You see the problem.  The Starshot spacecraft would have to be able, on some level, to think for itself, because there simply wouldn't be time for Mission Control to steer it to avoid danger.

There are other obstacles, though.  Besides the obvious difficulties of being in the cold vacuum of interstellar space, contending with cosmic rays and the like, there's the problem engendered by its speed.  Assuming the estimate of a maximum velocity of twenty percent of light speed is correct, even tiny particles of dust would become formidable projectiles, so Starshot is going to require some heavy-duty shielding, increasing its mass (and thus the amount of energy needed to make it go).

Three years ago we got an encouraging proof of concept, when the group working on the mission -- Russian entrepreneur Yuri Milner's Breakthrough Foundation -- launched a test of the Starshot craft.  It was a tiny little thing, small enough to fit in your hand and weighing about the same as a stick of gum, designed and built by engineers at the University of California - Santa Barbara.  In the test flight it achieved an altitude of nineteen miles, all the while functioning flawlessly, returning four thousand images of the Earth taken from aloft.

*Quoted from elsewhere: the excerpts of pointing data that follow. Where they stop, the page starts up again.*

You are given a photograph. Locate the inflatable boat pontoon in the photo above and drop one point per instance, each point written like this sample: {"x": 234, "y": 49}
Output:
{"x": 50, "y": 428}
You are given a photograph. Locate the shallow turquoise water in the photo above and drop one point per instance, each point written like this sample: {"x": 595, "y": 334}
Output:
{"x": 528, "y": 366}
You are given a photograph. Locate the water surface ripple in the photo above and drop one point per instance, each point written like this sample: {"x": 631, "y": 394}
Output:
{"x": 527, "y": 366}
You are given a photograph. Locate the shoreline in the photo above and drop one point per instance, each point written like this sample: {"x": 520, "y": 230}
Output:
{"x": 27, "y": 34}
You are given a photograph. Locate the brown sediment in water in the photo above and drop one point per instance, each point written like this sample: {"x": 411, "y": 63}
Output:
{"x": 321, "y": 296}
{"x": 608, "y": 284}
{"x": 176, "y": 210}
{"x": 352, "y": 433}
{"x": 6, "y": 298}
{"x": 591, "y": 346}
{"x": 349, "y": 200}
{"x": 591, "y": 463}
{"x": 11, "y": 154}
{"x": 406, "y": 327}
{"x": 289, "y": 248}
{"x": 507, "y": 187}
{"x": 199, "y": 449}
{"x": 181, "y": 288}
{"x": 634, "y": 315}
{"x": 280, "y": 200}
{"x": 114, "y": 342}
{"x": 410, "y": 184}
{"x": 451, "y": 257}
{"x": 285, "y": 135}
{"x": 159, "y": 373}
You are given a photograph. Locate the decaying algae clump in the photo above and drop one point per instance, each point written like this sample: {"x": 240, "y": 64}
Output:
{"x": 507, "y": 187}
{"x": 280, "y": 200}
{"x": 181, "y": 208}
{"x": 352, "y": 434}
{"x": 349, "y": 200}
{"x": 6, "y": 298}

And just last week, a paper in Nature Photonics describes further research on how to overcome the weight/propulsion issue, with the creation of a fifty-nanometer-thick membrane of silicon nitride that was tested to measure the actual thrust a laser could create on something that lightweight -- a feat that has never been done before.  The miniature sail passed with flying colors.

"There are numerous challenges involved in developing a membrane that could ultimately be used as lightsail," said Harry Atwater of Caltech, who led the study.  "It needs to withstand heat, hold its shape under pressure, and ride stably along the axis of a laser beam.  But before we can begin building such a sail, we need to understand how the materials respond to radiation pressure from lasers.  We wanted to know if we could determine the force being exerted on a membrane just by measuring its movements.  It turns out we can."

The most significant remaining hurdle is to design the laser system to make Starshot move -- lasers that are extremely powerful yet so finely collimated that they can still strike a ten-centimeter craft square-on from several light years away.  The engineering director for Breakthrough, Peter Klupar, is designing a 100,000 gigawatt laser -- to be located, he says, in Chile -- that could be the answer.  Of course, such a powerful device is not without its dangers.  Reflected off a mirror in space, Klupar says, such a laser could "ignite an entire city in minutes."

Not that there's a mirror out there.  So you shouldn't worry at all about that.

"You would think that this is all impossible, but we have folks at Caltech and the University of Southampton and Exeter University working on about fifty contracts on making all [of] this happen," Klupar said.  "No one has come up with a deal-breaker that we can find yet.  It all seems real."

All of which may seem like science fiction, but it's phenomenal how fast things go from the realm of Star Trek to reality.  Klupar compares his light sails to CubeSats, tiny (ten by ten centimeters, weighing a little over a kilogram) orbiting telemetry devices that are now common.  "It feels a lot like the way CubeSats felt twenty years ago," he said.  "People were saying, 'Those are toys, they're never going to develop into anything, there's no way I can see that ever working.'  And today and look them: hundreds of millions of dollars is being spent on them."

So keep your eye on this project.  If there's a chance at a remote visit to another star system, I think this is our best bet.  The Breakthrough Foundation estimates an actual, honest-to-goodness launch toward a nearby star as early as 2030.  Meaning perhaps we could get our first photographs of planets around another star by 2050.

I'll be ninety years old at that point, but if that's what I'm waiting for, I can make it till then.